Berbagai kisah pun mengalir bersama kopi nikmat racikan Denni. Suasana kian hangat ketika biapong khas Kaki Lokon ikut nimbrung.
Erica akrab dengan Indonesia, termasuk tanah Minahasa. Seberapa akrab, bisa terlihat dari fasihnya ia bicara menggunakan bahasa Indonesia, bahkan Melayu Manado. Beberapa waktu lalu ia datang meneliti tentang pendidikan kewargaan di sejumlah sekolah di Sulawesi Utara. Hasilnya kini telah ditenteng menjadi buah tangan, "Ethics of Belonging: Education, Religion, and Politics in Manado, Indonesia".

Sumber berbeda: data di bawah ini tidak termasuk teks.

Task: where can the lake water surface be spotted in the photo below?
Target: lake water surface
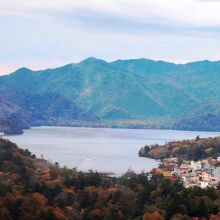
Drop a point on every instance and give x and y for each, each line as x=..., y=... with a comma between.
x=101, y=149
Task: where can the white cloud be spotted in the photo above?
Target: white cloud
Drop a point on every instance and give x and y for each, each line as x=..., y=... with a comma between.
x=48, y=33
x=178, y=12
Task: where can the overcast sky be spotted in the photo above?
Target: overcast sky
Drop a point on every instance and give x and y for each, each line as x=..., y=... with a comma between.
x=47, y=33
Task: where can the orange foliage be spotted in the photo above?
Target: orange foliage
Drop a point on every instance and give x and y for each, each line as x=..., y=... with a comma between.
x=153, y=216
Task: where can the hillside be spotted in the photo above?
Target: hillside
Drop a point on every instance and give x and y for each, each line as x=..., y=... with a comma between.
x=201, y=148
x=32, y=188
x=142, y=92
x=12, y=118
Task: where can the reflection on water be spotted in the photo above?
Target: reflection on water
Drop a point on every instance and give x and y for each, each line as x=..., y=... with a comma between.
x=101, y=149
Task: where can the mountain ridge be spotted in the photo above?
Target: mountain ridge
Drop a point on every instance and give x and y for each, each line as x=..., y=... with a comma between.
x=135, y=89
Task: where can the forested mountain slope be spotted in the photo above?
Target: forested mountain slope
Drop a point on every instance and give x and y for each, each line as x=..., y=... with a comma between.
x=134, y=90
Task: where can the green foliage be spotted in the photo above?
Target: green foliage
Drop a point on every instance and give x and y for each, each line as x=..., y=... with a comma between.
x=129, y=93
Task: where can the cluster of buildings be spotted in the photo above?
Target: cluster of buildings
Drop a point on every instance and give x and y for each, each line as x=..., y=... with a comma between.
x=199, y=173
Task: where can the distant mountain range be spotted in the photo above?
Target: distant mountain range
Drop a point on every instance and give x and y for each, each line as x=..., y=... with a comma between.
x=123, y=93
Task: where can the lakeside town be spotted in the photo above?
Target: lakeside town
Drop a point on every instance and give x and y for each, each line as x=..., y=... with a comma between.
x=202, y=173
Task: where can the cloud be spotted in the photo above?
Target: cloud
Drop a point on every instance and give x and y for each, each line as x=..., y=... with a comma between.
x=48, y=33
x=187, y=13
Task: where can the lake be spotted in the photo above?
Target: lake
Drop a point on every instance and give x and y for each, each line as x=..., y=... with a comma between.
x=99, y=149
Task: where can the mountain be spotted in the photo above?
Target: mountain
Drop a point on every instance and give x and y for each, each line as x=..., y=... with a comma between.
x=12, y=118
x=142, y=92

Kali ini, Erica datang masih dengan tujuan yang sama. Topiknya yang berbeda. Ia meneliti tentang bagaimana perspektif mahasiswa soal korupsi.

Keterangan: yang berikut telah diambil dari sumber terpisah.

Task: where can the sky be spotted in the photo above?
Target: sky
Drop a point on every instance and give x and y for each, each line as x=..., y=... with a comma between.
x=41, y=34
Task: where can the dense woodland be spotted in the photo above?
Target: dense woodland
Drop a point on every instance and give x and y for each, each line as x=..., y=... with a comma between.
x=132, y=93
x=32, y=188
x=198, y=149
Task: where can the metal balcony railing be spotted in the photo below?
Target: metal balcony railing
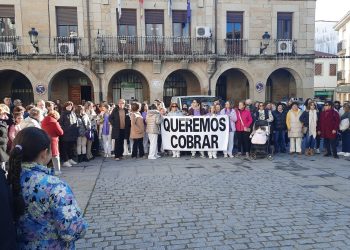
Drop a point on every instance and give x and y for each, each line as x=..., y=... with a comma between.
x=341, y=46
x=286, y=47
x=9, y=46
x=233, y=48
x=153, y=47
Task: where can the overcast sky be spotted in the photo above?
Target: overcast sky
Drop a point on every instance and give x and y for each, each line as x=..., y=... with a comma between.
x=331, y=10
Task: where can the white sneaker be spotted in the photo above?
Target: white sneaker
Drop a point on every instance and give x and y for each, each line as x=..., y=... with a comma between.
x=72, y=162
x=67, y=164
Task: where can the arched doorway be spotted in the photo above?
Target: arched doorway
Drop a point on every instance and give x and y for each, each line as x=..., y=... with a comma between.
x=280, y=86
x=180, y=83
x=16, y=85
x=130, y=85
x=233, y=84
x=71, y=85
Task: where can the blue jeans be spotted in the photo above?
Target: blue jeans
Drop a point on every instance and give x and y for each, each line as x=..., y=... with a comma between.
x=310, y=141
x=280, y=141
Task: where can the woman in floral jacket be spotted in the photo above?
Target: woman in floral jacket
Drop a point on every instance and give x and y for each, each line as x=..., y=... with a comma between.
x=46, y=213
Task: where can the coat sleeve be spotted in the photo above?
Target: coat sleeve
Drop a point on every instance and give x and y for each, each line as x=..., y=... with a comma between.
x=67, y=216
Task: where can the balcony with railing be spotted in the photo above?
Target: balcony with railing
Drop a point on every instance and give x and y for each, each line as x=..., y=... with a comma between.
x=152, y=47
x=341, y=49
x=341, y=77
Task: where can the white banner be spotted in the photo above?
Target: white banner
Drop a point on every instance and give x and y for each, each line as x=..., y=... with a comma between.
x=195, y=133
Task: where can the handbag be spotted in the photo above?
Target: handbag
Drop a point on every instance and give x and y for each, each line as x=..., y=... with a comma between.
x=245, y=129
x=344, y=124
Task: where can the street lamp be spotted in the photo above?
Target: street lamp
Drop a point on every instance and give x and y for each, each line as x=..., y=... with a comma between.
x=265, y=42
x=33, y=36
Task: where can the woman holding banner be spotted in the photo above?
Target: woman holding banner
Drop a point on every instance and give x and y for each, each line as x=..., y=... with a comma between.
x=244, y=120
x=231, y=113
x=174, y=111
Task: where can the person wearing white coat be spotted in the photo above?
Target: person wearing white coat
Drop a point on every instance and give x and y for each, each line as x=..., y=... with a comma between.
x=231, y=113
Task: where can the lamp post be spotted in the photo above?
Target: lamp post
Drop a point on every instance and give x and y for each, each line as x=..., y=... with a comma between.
x=33, y=36
x=265, y=42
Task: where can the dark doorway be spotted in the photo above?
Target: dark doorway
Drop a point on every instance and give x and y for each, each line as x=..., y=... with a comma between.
x=86, y=93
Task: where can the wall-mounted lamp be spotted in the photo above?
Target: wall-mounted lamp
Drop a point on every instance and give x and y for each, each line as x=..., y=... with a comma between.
x=33, y=36
x=265, y=42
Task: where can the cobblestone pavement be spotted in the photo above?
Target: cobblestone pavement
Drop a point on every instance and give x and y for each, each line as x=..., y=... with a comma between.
x=289, y=203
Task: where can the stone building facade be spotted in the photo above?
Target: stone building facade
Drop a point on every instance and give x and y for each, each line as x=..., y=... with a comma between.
x=89, y=50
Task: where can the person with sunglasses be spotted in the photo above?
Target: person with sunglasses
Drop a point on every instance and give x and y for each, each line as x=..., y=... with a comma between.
x=328, y=129
x=174, y=111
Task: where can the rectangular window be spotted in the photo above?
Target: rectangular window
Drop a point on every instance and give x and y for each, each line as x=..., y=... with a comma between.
x=234, y=25
x=284, y=25
x=332, y=69
x=181, y=28
x=154, y=20
x=127, y=23
x=318, y=69
x=67, y=22
x=7, y=20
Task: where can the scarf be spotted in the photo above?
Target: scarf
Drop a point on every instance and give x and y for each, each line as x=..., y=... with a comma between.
x=312, y=123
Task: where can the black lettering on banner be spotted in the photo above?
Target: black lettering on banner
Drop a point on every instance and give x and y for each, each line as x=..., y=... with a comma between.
x=206, y=142
x=197, y=141
x=189, y=125
x=189, y=141
x=196, y=125
x=222, y=124
x=214, y=141
x=173, y=137
x=182, y=125
x=214, y=124
x=182, y=141
x=174, y=125
x=166, y=125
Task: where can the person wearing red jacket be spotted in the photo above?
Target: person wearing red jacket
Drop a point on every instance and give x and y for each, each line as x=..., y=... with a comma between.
x=328, y=128
x=52, y=127
x=244, y=120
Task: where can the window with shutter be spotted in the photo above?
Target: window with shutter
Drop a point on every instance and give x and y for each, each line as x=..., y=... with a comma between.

Kami berdiskusi panjang dan baru bubar (berganti topik) beberapa saat setelah Kalfein Wuisan tiba. Katanya, Aruy ngambek. Entahlah ... Kata Fredy, pengalaman ini telah menjadi ritual rutin setiap Kale kembali dari perjalanan luar negeri. Heran, dia baru balik dari Dubai, tidur di kamar dengan kasur puluhan juta per malam, tapi agak sulit membayar tambal ban bocor 😜
Saat catatan dan foto di dinding FB ini diupload, kami sedang menunggu ragey dan nasi bungkus yang dijemput Filo. Seperti biasa, kami rukup setiap bersua. Captikus Wuwuk yang datang bersama Kale, jadi teman untuk menanti. (Rikson)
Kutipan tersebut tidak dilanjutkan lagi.